Cullin-3 Regulates Vascular Smooth Muscle Function and Arterial Blood Pressure via PPARγ and RhoA/Rho-Kinase

Abstract

Dominant-negative (DN) mutations in the nuclear hormone receptor peroxisome proliferator-activated receptor-γ (PPARγ) cause hypertension by an unknown mechanism. Hypertension and vascular dysfunction are recapitulated by expression of DN PPARγ specifically in vascular smooth muscle of transgenic mice. DN PPARγ increases RhoA and Rho-kinase activity, and inhibition of Rho-kinase restores normal reactivity and reduces arterial pressure. RhoBTB1, a component of the Cullin-3 RING E3 ubiquitin ligase complex, is a PPARγ target gene.
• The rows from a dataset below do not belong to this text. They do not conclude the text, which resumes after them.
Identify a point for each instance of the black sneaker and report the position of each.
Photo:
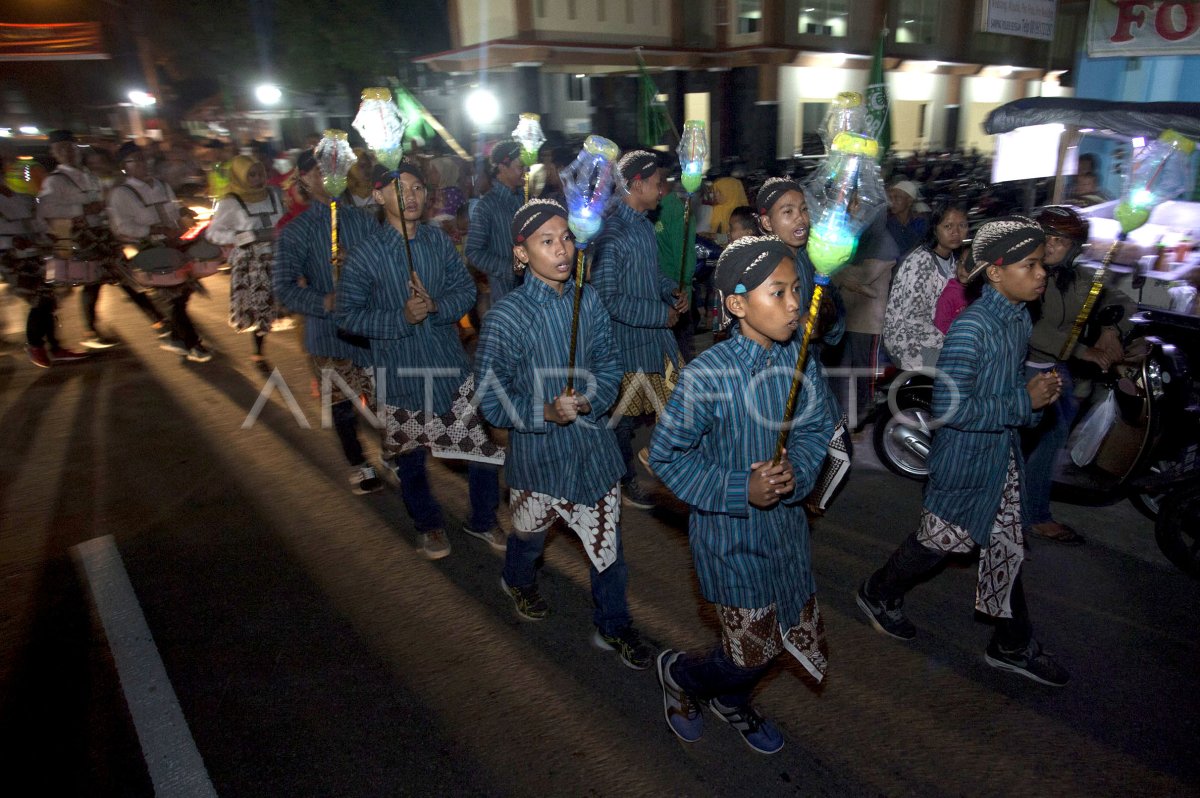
(529, 603)
(628, 643)
(679, 708)
(886, 616)
(1031, 661)
(759, 732)
(636, 496)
Decreased RhoBTB1, Cullin-3, and neddylated Cullin-3 correlated with increased levels of the Cullin-3 substrate RhoA. Knockdown of Cullin-3 or inhibition of cullin-RING ligase activity in aortic smooth muscle cells increased RhoA. Cullin-RING ligase inhibition enhanced agonist-mediated contraction in aortic rings from normal mice by a Rho-kinase-dependent mechanism, and it increased arterial pressure invivo. We conclude that Cullin-3 regulates vascular function and arterial pressure, thus providing a mechanistic link between mutations in Cullin-3 and hypertension in humans.